Fears Malawi's cholera outbreak could worsen in rainy season
Malawi is in the grip of a cholera outbreak that has spread across the country, killing 292 people and infecting 9447 since March when the first case was reported, according to health minister Khumbize Chiponda. Most deaths from the disease, which is spread through contaminated water and food, are occurring in four districts bordering Lake Malawi and in Blantyre, the country's second-largest city.
Avian flu outbreak wipes out 50.54 million U.S. birds, a record
Avian flu has wiped out 50.54 million birds in the United States this year, making it the country's deadliest outbreak in history, U.S. Department of Agriculture data showed on Thursday. The deaths of chickens, turkeys and other birds represent the worst U.S. animal-health disaster to date, topping the previous record of 50.5 million birds that died in an avian-flu outbreak in 2015.
British nurses to stage first strikes on Dec. 15, 20
Thousands of British nurses will go on strike on Dec. 15 and 20 for more pay, their union said on Friday, adding to a winter of industrial action and putting further pressure on the state-run health system. The strikes are the first of possibly several walkouts by National Health Service (NHS) nurses, which come after the government refused to meet demands for pay rises of 5% above inflation.
UK open to talks over nurses strike, but stands by previous pay offer - minister
British Health Secretary Steve Barclay said on Friday he was open to talks with nurses union RCN but highlighted the merits of a pay rise that was set out by the government in July.
Responding to news that nurses are set to carry out their biggest-ever strike action, Barclay emphasized that a previously announced pay rise of at least 1,400 pounds ($1,695.26) will mean a newly qualified nurse will typically earn over 31,000 pounds a year.
Researchers test mRNA technology for universal flu vaccine
An experimental vaccine provided broad protection against all 20 known influenza A and B virus subtypes in initial tests in mice and ferrets, potentially opening a pathway to a universal flu shot that might help prevent future pandemics, according to a U.S. study published on Thursday. The two-dose vaccine employs the same messenger RNA (mRNA)technology used in the COVID-19 shots developed by Pfizer with BioNTech, and by Moderna. It delivers tiny lipid particles containing mRNA instructions for cells to create replicas of so-called hemagglutinin proteins that appear on influenza virus surfaces.

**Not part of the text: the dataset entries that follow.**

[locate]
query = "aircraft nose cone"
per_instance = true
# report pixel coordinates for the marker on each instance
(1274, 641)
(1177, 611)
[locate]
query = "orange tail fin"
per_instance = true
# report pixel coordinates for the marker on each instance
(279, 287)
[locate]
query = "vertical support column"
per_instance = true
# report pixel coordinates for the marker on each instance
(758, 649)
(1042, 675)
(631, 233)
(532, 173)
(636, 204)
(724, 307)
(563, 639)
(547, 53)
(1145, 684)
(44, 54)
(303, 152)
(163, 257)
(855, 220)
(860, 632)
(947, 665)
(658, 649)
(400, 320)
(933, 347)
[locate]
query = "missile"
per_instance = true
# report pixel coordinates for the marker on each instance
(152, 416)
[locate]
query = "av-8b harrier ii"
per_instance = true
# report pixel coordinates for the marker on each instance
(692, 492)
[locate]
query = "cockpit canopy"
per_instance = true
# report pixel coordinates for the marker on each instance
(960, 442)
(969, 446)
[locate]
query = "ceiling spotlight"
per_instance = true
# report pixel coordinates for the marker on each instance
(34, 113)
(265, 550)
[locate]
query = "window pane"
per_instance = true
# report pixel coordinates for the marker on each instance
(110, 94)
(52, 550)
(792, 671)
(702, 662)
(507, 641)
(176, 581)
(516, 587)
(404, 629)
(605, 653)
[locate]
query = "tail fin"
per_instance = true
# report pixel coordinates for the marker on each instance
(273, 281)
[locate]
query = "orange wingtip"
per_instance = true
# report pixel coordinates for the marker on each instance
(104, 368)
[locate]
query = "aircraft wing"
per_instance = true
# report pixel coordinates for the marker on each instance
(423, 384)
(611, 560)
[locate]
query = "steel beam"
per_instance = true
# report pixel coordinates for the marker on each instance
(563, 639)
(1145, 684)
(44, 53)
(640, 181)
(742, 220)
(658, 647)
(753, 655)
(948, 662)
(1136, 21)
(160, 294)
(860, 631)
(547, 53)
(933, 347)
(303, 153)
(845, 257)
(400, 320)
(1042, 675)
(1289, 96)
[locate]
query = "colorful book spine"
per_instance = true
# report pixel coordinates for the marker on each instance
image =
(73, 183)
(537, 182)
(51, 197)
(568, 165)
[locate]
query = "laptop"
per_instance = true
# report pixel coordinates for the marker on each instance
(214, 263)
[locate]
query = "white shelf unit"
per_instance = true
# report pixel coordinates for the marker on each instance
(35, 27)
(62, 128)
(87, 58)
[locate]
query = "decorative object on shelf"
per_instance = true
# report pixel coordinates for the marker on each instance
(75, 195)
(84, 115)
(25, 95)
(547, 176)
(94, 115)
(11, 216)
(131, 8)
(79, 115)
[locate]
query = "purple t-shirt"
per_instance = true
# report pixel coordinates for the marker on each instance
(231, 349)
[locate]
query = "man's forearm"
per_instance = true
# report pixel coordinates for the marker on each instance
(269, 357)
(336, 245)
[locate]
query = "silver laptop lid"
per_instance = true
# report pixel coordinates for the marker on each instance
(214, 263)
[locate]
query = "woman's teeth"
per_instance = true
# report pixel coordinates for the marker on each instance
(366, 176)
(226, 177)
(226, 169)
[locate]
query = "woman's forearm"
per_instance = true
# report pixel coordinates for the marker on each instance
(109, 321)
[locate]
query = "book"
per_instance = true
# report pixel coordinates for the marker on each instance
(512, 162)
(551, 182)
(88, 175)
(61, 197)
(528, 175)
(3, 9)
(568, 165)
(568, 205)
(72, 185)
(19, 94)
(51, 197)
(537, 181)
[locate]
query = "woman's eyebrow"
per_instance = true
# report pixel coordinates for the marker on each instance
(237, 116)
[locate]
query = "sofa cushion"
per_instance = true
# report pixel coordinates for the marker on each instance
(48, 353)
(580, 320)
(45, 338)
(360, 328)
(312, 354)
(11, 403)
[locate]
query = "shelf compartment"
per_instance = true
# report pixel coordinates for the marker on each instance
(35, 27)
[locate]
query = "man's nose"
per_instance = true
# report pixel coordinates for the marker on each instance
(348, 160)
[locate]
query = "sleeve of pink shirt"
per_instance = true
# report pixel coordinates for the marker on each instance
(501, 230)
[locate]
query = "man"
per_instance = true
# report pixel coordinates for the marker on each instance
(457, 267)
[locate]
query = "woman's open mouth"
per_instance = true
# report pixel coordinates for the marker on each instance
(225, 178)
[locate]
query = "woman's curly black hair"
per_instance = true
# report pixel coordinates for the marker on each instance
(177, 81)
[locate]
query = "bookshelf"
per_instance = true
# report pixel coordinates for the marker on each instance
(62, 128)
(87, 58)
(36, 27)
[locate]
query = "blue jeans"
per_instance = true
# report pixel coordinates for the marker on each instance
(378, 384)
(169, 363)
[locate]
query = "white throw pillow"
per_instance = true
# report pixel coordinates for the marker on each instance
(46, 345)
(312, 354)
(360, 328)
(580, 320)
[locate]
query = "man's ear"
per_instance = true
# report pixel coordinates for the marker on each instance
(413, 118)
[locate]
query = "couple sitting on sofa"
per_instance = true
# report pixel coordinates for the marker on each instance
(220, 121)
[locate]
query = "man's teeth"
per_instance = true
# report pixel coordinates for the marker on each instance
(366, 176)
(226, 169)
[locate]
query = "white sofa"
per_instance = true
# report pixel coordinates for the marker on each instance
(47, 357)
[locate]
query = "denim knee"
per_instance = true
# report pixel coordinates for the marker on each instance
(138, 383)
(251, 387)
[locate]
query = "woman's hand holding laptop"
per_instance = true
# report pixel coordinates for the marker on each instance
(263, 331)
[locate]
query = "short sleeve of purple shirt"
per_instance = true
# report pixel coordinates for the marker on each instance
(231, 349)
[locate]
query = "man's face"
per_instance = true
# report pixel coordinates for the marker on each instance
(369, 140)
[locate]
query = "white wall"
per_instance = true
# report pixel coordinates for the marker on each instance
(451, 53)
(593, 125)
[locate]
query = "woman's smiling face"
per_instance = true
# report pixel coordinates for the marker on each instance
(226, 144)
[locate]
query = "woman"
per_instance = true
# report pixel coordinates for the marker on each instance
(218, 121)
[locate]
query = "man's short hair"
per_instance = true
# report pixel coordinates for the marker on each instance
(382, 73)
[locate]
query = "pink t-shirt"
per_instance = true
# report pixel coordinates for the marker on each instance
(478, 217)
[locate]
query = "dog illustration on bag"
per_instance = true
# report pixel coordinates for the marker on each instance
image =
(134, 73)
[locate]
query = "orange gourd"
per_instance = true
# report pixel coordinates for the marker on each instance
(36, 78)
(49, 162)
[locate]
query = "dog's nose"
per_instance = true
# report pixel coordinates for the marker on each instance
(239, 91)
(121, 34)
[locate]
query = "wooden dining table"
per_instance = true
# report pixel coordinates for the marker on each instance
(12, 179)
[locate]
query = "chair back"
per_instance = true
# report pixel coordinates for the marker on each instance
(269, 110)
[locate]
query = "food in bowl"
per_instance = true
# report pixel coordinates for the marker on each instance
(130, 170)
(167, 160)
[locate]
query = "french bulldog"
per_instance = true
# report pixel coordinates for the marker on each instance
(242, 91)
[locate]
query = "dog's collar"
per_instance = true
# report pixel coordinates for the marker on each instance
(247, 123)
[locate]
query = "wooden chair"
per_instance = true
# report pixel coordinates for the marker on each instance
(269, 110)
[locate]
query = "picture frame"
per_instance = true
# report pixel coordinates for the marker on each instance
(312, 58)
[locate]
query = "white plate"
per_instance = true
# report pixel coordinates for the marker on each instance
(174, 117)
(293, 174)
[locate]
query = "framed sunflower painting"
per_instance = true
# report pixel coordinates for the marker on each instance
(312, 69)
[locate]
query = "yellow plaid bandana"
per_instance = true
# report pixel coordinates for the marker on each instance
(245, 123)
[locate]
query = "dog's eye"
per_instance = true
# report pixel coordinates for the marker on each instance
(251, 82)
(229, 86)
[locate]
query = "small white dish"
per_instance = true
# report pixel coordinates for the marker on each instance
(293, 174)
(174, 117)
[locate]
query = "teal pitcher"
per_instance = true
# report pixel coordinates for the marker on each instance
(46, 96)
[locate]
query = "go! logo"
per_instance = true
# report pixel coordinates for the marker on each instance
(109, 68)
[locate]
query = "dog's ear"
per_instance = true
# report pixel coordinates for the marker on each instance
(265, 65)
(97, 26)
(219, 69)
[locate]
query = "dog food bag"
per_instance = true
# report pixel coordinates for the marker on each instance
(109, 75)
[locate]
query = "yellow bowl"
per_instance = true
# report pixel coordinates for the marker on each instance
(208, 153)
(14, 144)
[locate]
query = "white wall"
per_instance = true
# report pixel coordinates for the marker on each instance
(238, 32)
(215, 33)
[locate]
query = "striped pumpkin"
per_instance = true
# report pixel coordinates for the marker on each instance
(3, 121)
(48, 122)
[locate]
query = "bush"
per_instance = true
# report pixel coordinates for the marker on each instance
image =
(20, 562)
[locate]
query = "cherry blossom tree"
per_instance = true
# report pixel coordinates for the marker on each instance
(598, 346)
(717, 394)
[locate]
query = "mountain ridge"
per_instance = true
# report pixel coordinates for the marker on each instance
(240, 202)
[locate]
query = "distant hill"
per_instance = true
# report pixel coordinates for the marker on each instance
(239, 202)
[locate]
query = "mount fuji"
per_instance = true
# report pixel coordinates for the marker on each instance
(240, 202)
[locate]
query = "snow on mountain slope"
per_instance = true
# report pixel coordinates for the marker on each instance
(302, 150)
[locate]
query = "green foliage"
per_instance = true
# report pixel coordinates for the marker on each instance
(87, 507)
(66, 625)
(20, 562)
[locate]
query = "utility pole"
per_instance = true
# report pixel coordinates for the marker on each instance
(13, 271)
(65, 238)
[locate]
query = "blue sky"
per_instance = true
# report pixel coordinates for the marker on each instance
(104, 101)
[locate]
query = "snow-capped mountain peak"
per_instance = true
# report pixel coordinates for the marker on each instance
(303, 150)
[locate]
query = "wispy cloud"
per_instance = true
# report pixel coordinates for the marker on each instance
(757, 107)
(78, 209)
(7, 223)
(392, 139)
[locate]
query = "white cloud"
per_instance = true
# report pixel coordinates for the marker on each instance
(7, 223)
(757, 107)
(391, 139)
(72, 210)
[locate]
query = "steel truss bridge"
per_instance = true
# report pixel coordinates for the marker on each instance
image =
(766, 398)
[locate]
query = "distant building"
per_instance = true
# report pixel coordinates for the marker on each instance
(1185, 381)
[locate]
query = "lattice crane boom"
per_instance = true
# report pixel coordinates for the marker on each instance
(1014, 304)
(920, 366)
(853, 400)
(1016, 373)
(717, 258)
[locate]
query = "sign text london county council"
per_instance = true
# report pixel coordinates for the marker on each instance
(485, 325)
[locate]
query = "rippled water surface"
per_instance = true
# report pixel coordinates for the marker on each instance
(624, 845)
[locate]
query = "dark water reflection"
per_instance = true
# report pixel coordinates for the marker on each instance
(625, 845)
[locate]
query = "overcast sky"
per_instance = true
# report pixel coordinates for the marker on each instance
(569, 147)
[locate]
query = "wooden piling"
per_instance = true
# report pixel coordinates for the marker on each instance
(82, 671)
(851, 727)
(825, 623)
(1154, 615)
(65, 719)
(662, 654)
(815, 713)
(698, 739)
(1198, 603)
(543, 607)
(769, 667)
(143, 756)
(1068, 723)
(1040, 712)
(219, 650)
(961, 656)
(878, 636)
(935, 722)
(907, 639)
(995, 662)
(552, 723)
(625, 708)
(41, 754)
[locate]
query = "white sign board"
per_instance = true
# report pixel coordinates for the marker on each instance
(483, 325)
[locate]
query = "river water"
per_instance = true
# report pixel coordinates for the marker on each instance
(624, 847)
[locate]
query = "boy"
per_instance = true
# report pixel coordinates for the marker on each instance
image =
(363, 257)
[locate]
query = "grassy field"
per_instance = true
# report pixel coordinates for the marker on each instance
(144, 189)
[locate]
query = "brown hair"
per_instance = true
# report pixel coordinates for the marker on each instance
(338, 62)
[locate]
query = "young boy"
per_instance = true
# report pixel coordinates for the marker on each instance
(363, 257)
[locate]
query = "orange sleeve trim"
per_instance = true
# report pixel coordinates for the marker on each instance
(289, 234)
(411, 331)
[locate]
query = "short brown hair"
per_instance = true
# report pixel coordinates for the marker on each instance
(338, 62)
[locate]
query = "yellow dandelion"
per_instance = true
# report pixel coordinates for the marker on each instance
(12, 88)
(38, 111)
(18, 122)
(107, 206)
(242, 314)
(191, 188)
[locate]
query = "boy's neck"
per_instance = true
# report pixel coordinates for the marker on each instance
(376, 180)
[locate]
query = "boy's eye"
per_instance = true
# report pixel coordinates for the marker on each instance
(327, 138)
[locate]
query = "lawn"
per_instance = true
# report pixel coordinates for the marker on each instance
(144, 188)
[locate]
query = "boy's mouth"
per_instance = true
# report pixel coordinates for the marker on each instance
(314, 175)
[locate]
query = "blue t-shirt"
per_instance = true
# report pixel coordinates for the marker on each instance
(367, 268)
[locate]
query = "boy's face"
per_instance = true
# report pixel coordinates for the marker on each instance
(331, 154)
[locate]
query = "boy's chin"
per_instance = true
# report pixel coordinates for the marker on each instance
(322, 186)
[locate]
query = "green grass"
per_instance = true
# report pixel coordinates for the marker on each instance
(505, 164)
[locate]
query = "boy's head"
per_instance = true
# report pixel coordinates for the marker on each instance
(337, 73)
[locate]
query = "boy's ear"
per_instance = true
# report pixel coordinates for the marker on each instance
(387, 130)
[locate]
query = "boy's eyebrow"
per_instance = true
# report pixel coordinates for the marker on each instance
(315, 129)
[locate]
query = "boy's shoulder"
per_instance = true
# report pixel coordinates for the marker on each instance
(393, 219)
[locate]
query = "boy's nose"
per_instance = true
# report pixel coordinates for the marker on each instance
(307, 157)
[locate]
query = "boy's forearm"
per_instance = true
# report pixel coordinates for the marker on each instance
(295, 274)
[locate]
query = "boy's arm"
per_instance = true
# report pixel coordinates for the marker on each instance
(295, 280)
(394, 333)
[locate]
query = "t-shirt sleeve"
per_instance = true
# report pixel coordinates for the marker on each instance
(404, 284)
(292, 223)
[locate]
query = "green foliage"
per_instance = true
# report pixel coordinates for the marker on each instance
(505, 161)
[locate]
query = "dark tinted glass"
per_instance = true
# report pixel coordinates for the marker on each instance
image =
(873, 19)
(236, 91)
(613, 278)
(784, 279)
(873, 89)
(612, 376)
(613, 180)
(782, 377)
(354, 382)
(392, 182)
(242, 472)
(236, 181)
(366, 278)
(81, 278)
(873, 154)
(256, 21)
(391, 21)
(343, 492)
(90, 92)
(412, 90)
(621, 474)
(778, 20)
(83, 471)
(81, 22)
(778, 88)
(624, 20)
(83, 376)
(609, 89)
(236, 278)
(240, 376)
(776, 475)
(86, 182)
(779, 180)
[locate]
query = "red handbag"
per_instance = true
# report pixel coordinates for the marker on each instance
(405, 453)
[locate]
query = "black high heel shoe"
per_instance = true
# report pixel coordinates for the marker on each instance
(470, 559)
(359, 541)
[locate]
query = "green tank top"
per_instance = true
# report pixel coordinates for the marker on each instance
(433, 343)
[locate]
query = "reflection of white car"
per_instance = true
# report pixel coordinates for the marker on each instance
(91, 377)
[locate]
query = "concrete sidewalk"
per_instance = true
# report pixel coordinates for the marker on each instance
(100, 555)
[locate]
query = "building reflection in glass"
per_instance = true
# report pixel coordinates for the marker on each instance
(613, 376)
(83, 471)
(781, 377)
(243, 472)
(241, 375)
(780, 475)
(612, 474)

Clitoris reconstruction offers hope to Kenyan women after childhood mutilation
Imagine having no sensation in a body part for most of your life and then being able to feel it at last. That was the transformation being sought by about 60 Kenyan women who had undergone female genital mutilation, or FGM, during childhood and came forward for reconstructive surgery of the clitoris during a recent humanitarian operation in Nairobi.